On Tue, Jan 13, 2015 at 8:39 PM, Christopher Schultz <
ch...@christopherschultz.net> wrote:

> -----BEGIN PGP SIGNED MESSAGE-----
> Hash: SHA256
>
> Darren,
>
> (Sorry... just had to remove that monstrous stack trace...)
>
> On 1/13/15 5:04 PM, Darren Davis wrote:
> > Hi Christopher.  Yes, we've tried a show process list and can find
> > no evidence of the validation query running on mysql.
>
> Strange. Maybe you are waiting for the db server's buffer to flush or
> something like that.
>
>
I think this is because the client thinks it still has an open connection,
the client net stat command shows an open connection over port 3306, at
least for a few minutes after it's killed by the load balancer.  The Server
loses its connection in netstat immediately.
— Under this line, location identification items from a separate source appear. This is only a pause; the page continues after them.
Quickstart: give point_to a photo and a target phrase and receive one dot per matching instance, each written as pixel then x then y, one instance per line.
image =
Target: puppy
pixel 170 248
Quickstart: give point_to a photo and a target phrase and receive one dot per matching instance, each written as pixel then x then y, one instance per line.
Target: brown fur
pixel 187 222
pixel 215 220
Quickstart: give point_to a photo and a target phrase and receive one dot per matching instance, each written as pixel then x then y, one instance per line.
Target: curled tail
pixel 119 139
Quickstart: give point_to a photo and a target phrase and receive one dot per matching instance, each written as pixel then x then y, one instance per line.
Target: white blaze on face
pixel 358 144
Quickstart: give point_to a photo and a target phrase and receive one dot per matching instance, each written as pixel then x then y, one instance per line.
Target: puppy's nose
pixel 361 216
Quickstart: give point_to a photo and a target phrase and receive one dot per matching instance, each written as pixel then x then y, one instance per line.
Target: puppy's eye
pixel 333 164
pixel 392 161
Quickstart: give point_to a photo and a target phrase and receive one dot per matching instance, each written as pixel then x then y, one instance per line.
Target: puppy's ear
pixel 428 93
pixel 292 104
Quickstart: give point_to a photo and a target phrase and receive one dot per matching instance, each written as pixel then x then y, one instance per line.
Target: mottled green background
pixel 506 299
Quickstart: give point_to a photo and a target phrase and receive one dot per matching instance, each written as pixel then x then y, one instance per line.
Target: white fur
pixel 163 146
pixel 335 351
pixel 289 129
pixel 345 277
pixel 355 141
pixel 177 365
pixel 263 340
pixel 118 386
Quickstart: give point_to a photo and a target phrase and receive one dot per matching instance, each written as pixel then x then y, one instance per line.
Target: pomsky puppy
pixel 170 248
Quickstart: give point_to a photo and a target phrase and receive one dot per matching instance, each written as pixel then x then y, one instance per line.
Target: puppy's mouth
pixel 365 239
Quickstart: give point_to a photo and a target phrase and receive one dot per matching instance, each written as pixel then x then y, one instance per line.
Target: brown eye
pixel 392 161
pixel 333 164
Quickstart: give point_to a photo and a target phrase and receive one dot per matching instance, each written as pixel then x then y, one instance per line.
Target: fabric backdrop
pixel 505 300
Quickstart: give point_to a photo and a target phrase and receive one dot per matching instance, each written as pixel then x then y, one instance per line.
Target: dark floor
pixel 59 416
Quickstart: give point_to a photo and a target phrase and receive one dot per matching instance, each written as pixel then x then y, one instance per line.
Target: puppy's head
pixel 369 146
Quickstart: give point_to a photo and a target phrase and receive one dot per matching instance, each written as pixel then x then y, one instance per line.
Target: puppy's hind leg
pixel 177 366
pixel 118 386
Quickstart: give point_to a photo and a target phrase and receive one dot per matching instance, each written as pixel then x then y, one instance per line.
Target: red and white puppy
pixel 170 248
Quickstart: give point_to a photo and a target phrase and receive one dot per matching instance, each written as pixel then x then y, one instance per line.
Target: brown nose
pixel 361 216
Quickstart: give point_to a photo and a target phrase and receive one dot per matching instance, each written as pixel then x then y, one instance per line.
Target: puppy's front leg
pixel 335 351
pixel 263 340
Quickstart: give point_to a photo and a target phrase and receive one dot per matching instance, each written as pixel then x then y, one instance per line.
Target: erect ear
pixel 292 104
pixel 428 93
> > We also just tried an experiment outside of Tomcat completely, but
> > connecting to a downed web server host and manually opening up a
> > mysql client connection to the data server and executing a single
> > command.
> >
> > We left that client window idle for an hour and 5 minutes, and
> > attempted to execute a simple select count(*) command against a
> > tiny table.  The client attempted to execute the query, and a
> > NetStat on that box showed an open connection between the two
> > servers using port 3306.  We also checked the process list during
> > this time and could not find any queries at all from the sever in
> > question.
> >
> > At about the 15 minute wait mark, the client finally came back with
> > this message: "ERROR 2013 (HY000): Lost connection to MySQL server
> > during query.
>
> Was this with the MySQL command-line client? What query did you issue
> ("SELECT 1")?
>
>
Yes, it was just the command line client, and we issued a select count(*)
from a table with a couple rows in it.


> > Attempting the execute the command a 2nd time (using the up
> > arrow), re-established the connection and it ran perfectly in a few
> > milliseconds.
>
> That's interesting. I've never experienced anything like that with
> MySQL, but we use a VLAN between our application and database servers
> with no hardware firewall, so we don't have any connection timeout
> problems. Also, when connections are dropped due to inactivity, they
> re-connect without any problems.
>
> > I checked the mysql configuration and it is set to the default
> > values for keeping connections/interactive connections open (for 8
> > hours), so it seems that maybe the Cisco firewall between the two
> > servers is terminating connections out from under us, but in a way
> > what the O/S cannot detect it.
>
> What if you set that idle connection timeout to something like 5
> minutes? Can you reproduce this issue more quickly? Can you look at
> the fw configuration to see if you can change the idle timeout /down/
> to something more testable?
>
> As part of our move to the new versions of Tomcat/Java, we are in a new
cloud environment which features a different type of firewall.  The
provider confirmed to us late today, that it is configured to kill "idle"
TCP connections after an hour, which is something our old firewall didn't
do.

Because we sometimes have low traffic during this time of the year,
especially on the weekends, what we think is happening is that one or more
of the minimum 10 connections is going unused for more than an hour, and
since we didn't have any connection testing while idle turned on, they were
being killed by the firewall out from under the pool, and depending on how
soon they were used after that, we would run into the 15 minute delay
before they were deemed lost, and replaced with a new connection.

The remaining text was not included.